Caja Deluxe. Varios intérpretes.
Sony Classical, 88875032272 (43 CD + libro)
881 7th Ave, New York
Con olor a ginebra Seagram’s, el Carnegie Hall (CH), ubicado entre la Séptima Avenida y la Calle 57, a dos manzanas de Central Park, celebra sus 125 años desde que abriera sus puertas en el corazón de Manhattan. Por sus butacas y escenario han pasado los más grandes músicos de los siglos XX y XXI y nombres como Marilyn Monroe, JFK, Richard Geere, Naomi Campbell o Michael Jordan. La edición que publica a todo lujo Sony Classical para festejar la efeméride, coincide con la gala que la mítica sala de conciertos, de acústica sin igual, celebró el pasado mes de mayo con la dirección del español Pablo Heras-Casado.
Muchos (o casi todos) de los discos de esta edición ya conocieron vida por separado, pero ahora se fusionan con un magnífico libro (textos de Gino Francesconi, director de los archivos del Rose Museum del CH) para ilustrar la historia de la sala donde se llegaron a firmar pactos de estado y donde algunos senadores conocieron la dimisión de Richard Nixon mientras escuchaban plácidamente la tormenta de la Pastoral de Beethoven. El primer disco es Toscanini y dos Quintas de Beethoven con la New York Philharmonic. Ahora es Dudamel quien, con sus rizos a todo movimiento, da la entrada para que el Sol-Sol-Sol-Mib siga sonando después de más de cien años de historia. Aquellos años (1931) previos a la Segunda Guerra Mundial y a la más temible Guerra Fría, eran los años donde el joven Lenny Bernstein hacía cola para conseguir una entrada de las baratas (educadamente hoy las llaman de “visibilidad nula o reducida”), apurando nervioso el cigarrillo para escuchar a su maestro Koussevitzky, con su cara de buen hombre, que estrenaba obras de Roy Harris (1934) con una sala completamente llena.

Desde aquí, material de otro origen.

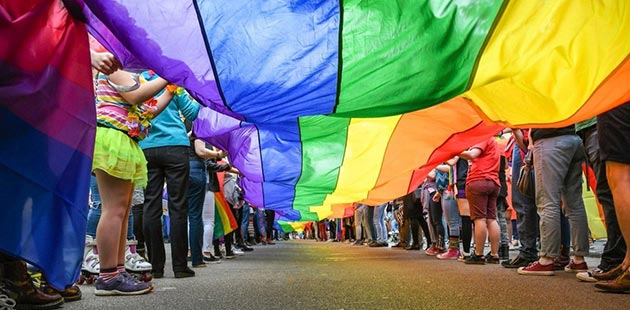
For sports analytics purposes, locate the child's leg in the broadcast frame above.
[94,170,133,269]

La década de los cuarenta era la de Horowitz tocando a toda velocidad el Primero de Tchaikovsky con Toscanini (1943), aunque de vez en cuando un europeo subía al podio como Dios manda para dirigir con calma, como Bruno Walter (1954), que les ensañaba las mismas entrañas de una romántica Séptima de Bruckner.

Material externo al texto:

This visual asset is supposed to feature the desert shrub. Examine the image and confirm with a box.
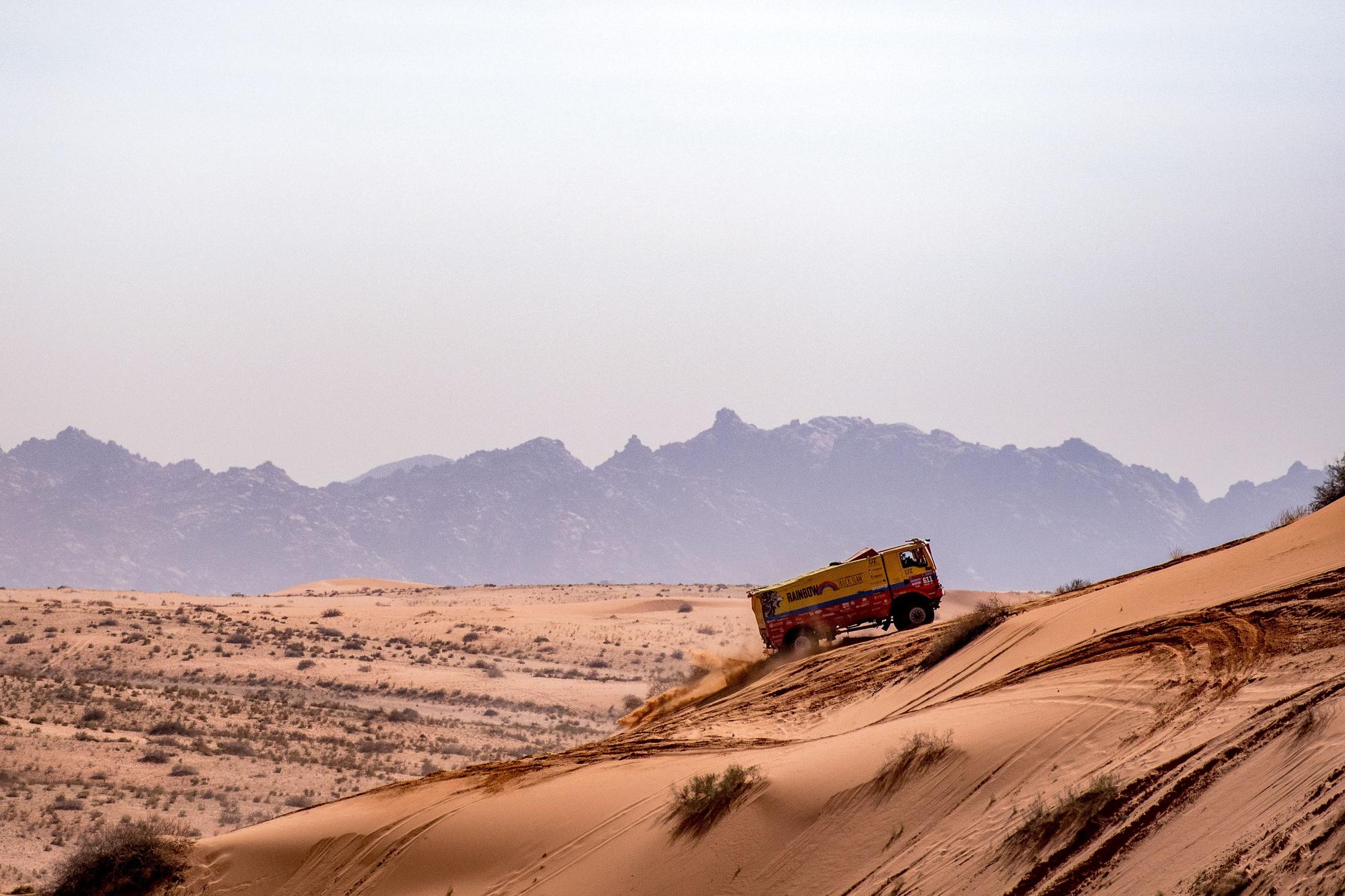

Las incontables galas, donde los filántropos vestidos de esmoquin y repletos de chequeras, que eran desplumadas en las cenas americanas para financiar los proyectos culturales como el mismo CH, tienen sus ejemplos discográficos, tan divertidos como la foto que adjuntamos (gala del 18 de mayo de 1976), con momentos donde la interpretación tal vez no sea el fin, pero sí el medio. Los recitales vocales han sido uno de los pilares en los programas anuales, recogiendo esta edición varios de ellos, destacando los de Shirley Verret, Leontyne Price, Jennie Tourel y al piano Bernstein (qué manera de tocar los Liederkreis de Schumann), “Divas in song” (Caballé, Fleming, von Stade, Horne, etc.) o los dos de Jussi Björling (1955, 1958), que dejaba la botella de vodka en los pasillos antes de acceder al escenario para iluminar la sala con su irrepetible voz.

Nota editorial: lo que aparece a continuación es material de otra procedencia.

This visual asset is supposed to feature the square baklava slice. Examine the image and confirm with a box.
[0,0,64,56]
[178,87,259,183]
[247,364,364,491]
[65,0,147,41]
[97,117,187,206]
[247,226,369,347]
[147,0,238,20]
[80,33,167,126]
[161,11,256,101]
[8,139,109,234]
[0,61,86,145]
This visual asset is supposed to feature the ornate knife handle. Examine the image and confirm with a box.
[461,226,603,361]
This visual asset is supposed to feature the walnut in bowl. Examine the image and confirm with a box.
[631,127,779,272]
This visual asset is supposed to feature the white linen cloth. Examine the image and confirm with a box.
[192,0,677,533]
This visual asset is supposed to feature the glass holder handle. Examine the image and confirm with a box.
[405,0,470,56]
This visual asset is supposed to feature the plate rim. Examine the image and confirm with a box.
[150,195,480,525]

Cuando el tejano Van Cliburn ganó el Concurso Tchaikovsky de Moscú en plena Guerra Fría (Nikita Khrushchev afirmó: “Si es el mejor, que le den el Premio”), regresó para festejarlo en el CH, dirigido por un ruso, Kondrashin (1958), interpretando precisamente el Tercero de Rachmaninov. Recitales tan señeros como los de Sviatoslav Richter, Rudolf Serkin, Arthur Rubinstein (apasionadísimo Chopin), Vladimir Horowitz (un habitual del CH), Jorge Bolet, Lazar Berman, Vladimir Feltsman, el debut de un jovencísimo Evgeny Kissin, que no sabía cómo se las gasta el público del CH para pedir bises (justo cuando abren las puertas y entran los que no han podido permitirse una entrada), Midori, Arcadi Volodos, Denis Matsuev o el curioso experimento Brahms entre Glenn Gould y Bernstein, con speech incluido del este último, aclarando las divergentes posturas interpretativas de ambos. En fin, historia pura, maravillosamente presentada.
Los neoyorquinos afirman que cuando les preguntan la forma de llegar al Carnegie Hall, estos responden a los turistas: “Practicando, practicando”.